If too much time is spent in a test, we will count it as the timeout and set the time as zero, and that data point won't be plotted.
You can click the labels on the legend to hide or show the data lines for specific hash tables and hash functions in the figure.
We divide the results into different groups according to data type and operation type.
- Integer Key
- String Key
- Memory Usage and Load Factor
- Analysis & Conclusion
Conclusion
In short, no single hash table is best for every workload — the right
pick depends on which operations dominate, what the keys look like, and
how much memory is available. If lookups dominate and the table is built
once, the perfect-hash fph::DynamicFphMap (and
fph::MetaFphMap when misses are common) is hard to beat, at
the cost of slow construction. For a general-purpose map with a mix of
inserts and lookups, absl::flat_hash_map with
absl::Hash is a fast, compact and robust default;
ska::flat_hash_map is the quickest while the data stays in
cache, and ankerl::unordered_dense_map is the one to reach
for when iteration is frequent. std::unordered_map is the
slowest in most tests and is worth keeping mainly for its
pointer-stability guarantees.
For the full reasoning behind these picks, with a per-test and per-workload comparison, see the Analysis & Conclusion.
Restrictions
Exclusive access to resources
In our tests, almost all computer resources can be monopolized by the test program, especially cache resources. And this is relatively rare in practical applications. In fact, other processes and tasks may occupy part of the cache. In practical applications users should expect a lower available cache size.
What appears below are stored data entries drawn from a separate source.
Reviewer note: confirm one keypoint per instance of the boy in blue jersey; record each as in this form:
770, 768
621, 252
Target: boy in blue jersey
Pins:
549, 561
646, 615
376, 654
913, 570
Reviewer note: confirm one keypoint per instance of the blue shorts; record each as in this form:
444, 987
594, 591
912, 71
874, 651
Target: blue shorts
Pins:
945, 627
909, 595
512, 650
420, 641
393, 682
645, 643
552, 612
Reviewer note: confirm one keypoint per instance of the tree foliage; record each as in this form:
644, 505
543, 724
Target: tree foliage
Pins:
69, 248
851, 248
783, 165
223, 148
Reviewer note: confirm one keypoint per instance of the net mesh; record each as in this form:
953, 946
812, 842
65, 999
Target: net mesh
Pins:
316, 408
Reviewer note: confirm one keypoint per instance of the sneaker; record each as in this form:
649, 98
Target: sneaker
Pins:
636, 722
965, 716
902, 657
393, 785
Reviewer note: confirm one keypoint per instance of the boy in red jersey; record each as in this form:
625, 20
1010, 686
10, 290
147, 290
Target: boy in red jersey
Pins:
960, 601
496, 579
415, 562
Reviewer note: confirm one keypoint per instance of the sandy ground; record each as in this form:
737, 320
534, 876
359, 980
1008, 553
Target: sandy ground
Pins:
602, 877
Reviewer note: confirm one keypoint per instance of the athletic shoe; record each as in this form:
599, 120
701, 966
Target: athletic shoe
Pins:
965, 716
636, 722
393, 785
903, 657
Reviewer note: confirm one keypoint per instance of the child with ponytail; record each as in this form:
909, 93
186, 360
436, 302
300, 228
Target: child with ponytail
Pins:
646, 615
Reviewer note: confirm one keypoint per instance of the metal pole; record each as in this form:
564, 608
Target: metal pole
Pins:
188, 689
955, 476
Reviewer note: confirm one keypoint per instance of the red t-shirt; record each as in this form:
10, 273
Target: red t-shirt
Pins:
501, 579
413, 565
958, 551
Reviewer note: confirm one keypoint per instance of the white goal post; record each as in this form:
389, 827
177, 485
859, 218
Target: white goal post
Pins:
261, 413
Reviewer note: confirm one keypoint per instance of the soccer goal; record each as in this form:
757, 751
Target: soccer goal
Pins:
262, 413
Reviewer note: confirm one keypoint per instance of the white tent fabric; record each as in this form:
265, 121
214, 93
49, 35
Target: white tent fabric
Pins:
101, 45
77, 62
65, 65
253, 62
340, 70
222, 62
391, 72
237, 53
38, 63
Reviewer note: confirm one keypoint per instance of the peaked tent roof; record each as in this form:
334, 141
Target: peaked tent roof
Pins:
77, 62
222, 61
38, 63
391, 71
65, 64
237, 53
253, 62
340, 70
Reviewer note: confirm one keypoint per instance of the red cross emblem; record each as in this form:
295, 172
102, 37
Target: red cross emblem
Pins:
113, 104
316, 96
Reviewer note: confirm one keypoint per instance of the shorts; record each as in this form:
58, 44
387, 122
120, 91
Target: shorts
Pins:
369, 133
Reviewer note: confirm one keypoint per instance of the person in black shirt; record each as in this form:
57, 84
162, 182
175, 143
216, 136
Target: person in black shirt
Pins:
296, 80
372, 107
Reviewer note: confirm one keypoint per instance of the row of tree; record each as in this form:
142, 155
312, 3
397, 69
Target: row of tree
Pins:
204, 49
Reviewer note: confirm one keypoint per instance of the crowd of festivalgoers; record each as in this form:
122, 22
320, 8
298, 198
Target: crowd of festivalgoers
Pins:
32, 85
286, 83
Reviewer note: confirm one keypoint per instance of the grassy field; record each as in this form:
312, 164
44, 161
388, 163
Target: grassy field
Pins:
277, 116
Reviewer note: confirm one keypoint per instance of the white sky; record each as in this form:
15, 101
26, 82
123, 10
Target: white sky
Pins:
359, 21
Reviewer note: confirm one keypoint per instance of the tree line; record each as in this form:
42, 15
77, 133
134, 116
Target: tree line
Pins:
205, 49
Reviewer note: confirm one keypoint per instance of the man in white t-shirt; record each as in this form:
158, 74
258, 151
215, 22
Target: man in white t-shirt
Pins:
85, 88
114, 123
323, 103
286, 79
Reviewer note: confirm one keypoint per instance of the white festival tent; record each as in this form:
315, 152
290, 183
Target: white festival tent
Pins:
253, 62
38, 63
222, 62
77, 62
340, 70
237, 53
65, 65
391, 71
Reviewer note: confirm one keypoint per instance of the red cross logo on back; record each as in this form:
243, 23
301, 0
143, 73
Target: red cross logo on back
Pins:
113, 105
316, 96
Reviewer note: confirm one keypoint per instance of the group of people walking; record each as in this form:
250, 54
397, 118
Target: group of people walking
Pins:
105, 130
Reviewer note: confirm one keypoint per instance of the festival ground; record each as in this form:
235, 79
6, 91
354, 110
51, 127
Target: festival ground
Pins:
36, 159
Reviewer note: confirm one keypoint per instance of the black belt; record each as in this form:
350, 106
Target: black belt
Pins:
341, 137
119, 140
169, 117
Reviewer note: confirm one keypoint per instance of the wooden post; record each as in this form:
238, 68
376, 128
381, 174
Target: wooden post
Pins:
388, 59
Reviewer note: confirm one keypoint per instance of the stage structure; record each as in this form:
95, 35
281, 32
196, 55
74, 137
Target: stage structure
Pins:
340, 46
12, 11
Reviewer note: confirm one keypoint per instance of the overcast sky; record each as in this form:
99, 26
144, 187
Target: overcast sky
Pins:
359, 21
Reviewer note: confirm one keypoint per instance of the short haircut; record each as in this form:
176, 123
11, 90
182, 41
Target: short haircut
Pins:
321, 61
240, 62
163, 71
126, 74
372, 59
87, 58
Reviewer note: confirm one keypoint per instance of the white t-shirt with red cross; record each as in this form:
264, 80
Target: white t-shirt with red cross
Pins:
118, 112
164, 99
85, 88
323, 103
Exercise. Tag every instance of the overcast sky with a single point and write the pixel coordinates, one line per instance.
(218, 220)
Cold memory and warm cache
We neither did a warmup, nor did we specifically test the cold start scenario. In our tests, we repeatedly test an operation with a range of data many times. Therefore, when the number of operations is much greater than the amount of data, it can be considered that most operations are accessing the warm cache. When the number of operations is less than the number of data, most operations are accessing cold memory. In our test, limited by the test time, when the amount of data is small, the number of operations will be much greater than the amount of data; and when the amount of data is large, the number of operations will be equal to the amount of data.
Huge test space
The size of the test space contains at least 1
|hash table set| x |hash function set| x |data sets| x |operation set| x |hardware platform set| x |compiler set|
Therefore, in order to choose the most suitable hash table and hash function for the user's purpose, real tests should be carried out in the application scenario.
Postscript
This hash table benchmark series took at least four years from start to finish. The first version of the data was already available in 2022, when the M1 Max was still a fairly new CPU; now even the M5 is out. It took this long because organizing so many charts and analyses was genuinely tedious. I finished the main body of the posts roughly between 2022 and 2023, but left a lot of cleanup work undone out of laziness. Because this kept hanging over me, the blog also fell into a kind of head-of-line blocking: I kept thinking, "I still haven't finished this series," and ended up not publishing other posts either.
Over these years, many things have changed. CPUs have gone through several generations, new hash functions and hash tables have appeared, and LLM technology has also advanced rapidly. Many things discussed in these posts may already be somewhat out of date. All I can say is: time passes like a river, never stopping day or night.
Whatever the quality of this benchmark series may be, I have decided to stop iterating on it and publish it as it is.